Having completed my visit to the Mayo Clinic I took the short flight to Chicago to join over 30,000 other delegates for the 50th annual meeting of the American Society of Clinical Oncology, the theme for which was 'Science & Society'. Even having visited McCormick Place previously the meeting was vast, although this was well compensated for by the division of sessions into tracts and themes and the ability to review missed sessions online after the event. It was incredibly exciting to hear about recent advances in oncology, one recurrent theme being the incorporation of tumour genotype into study inclusion criteria to ensure best outcomes by focussing on highly specific patient populations. Clearly this allows both the opportunity to trial novel agents whilst simultaneously allowing us to further investigate the biology of the disease.
Cleveland clinic
After the meeting I travelled to another centre of excellence for Digestive Diseases. Founded in 1921 by four renowned physicians, the Cleveland Clinic, Ohio now employs over 40000 people and receives over 80000 hospital admissions per year. At the Cleveland Clinic I had the opportunity to shadow a number of the staff surgeons, including Dr Kalady, who I had made contact with prior to my visit given our overlapping research interests. Dr Kalady is a clinician scientist with an interest in response to neoadjuvant therapy and mismatch repair genes, facilitated by his clinical role in the Centre for Hereditary Colorectal Neoplasia - the largest in the US and second largest in the world. The department's expertise in cancer care is combined with its reputation as a quarternary centre for inflammatory bowel disease as well as housing the Centre for Functional Bowel Disorders.
ASCO symposium
My experience at the Cleveland Clinic hammered home what can be achieved by a department dedicated to patient care, training and both translational and clinical research. Many of the excellent systems and processes I had witnessed at the Mayo Clinic were apparent here. I took the opportunity to explore the decision making surrounding the management of advanced and recurrent rectal cancer, as well as case selection for robotic resections and revision pouch surgery. What was particularly impressive was the organisation of familial screening for those at risk, centred on a one-stop-clinic co-ordinated by a dedicated nursing team. Patients would receive endoscopic examination, uterine ultrasound and dermatological screening as well as clinical review at a frequency determined by both their relative risk and age. Again I visited the endoscopy unit and inpatient wards, and attended numerous grand rounds, conferences, scientific meetings and tumour boards. At all times I was in awe of the commitment and professionalism on display, and what can be achieved, be that clinically, scientifically or educationally, by a dedicated team working in a well-resourced environment.
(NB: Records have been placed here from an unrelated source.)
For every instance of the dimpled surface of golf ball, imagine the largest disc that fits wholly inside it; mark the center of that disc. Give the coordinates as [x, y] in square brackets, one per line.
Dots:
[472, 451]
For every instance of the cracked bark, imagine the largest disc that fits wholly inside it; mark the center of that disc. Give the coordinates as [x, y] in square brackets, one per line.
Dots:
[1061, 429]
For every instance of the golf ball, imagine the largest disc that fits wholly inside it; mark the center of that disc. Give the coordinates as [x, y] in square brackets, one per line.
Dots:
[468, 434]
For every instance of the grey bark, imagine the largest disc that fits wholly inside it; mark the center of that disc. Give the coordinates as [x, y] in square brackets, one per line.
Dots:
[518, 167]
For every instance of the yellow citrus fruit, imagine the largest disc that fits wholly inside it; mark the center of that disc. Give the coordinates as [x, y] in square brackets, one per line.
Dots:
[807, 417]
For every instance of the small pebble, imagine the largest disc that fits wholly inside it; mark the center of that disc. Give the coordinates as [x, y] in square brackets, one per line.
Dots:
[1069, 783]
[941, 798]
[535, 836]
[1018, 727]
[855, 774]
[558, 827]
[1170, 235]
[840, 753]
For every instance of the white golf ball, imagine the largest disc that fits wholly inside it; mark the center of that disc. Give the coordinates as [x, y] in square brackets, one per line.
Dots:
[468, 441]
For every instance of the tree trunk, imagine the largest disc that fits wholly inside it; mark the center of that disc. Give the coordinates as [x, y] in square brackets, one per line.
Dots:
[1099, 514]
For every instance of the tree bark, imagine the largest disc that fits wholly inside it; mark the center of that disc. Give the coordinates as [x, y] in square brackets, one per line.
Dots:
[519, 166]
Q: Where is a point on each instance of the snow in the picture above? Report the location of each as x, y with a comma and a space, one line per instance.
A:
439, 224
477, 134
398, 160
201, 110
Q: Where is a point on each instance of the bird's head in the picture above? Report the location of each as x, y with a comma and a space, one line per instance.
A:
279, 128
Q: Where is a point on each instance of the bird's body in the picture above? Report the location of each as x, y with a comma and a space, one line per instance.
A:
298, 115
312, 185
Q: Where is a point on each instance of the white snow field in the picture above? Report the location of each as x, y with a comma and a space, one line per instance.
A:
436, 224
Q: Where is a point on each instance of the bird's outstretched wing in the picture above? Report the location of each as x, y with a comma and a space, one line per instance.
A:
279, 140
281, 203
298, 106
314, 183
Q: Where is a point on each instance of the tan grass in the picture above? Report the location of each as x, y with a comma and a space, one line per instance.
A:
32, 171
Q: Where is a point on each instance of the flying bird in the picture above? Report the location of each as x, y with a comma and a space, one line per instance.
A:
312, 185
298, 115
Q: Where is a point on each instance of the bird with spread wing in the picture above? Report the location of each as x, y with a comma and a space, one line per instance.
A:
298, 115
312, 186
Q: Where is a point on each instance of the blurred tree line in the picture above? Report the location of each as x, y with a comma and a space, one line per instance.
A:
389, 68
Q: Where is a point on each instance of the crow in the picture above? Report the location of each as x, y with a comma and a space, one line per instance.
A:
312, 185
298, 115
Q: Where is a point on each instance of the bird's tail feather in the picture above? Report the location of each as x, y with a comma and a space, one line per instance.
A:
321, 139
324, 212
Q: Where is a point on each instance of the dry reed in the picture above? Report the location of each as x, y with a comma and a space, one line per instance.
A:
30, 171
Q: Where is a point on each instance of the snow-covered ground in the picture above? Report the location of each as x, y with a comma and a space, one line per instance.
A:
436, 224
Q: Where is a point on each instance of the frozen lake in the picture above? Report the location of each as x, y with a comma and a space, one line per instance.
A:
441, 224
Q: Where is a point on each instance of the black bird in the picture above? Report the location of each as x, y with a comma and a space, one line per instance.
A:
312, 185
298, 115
It has been an absolute privilege to see the work of these two centres of excellence, and I am confident that I have learned a great deal which will shape my own clinical practice. Seeing busy surgeons with 9 operating/clinic sessions a week fully and completely integrate research and training into their practice and simultaneously meet the demands of a complex and demanding patient group was incredibly inspiring, as was their approach to barriers, uncertainty and adversity. I'm grateful to Dr David Nagorney at the Mayo Clinic and Dr Feza Remzi at the Cleveland Clinic for hosting me, as well as Professor Graeme Poston at Aintree University Hospital for his support and mentorship. I'd also like to express my thanks to the British Association of Surgical Oncology for the award of the Ronald Raven Travelling Fellowship, without which this fellowship would not have been possible.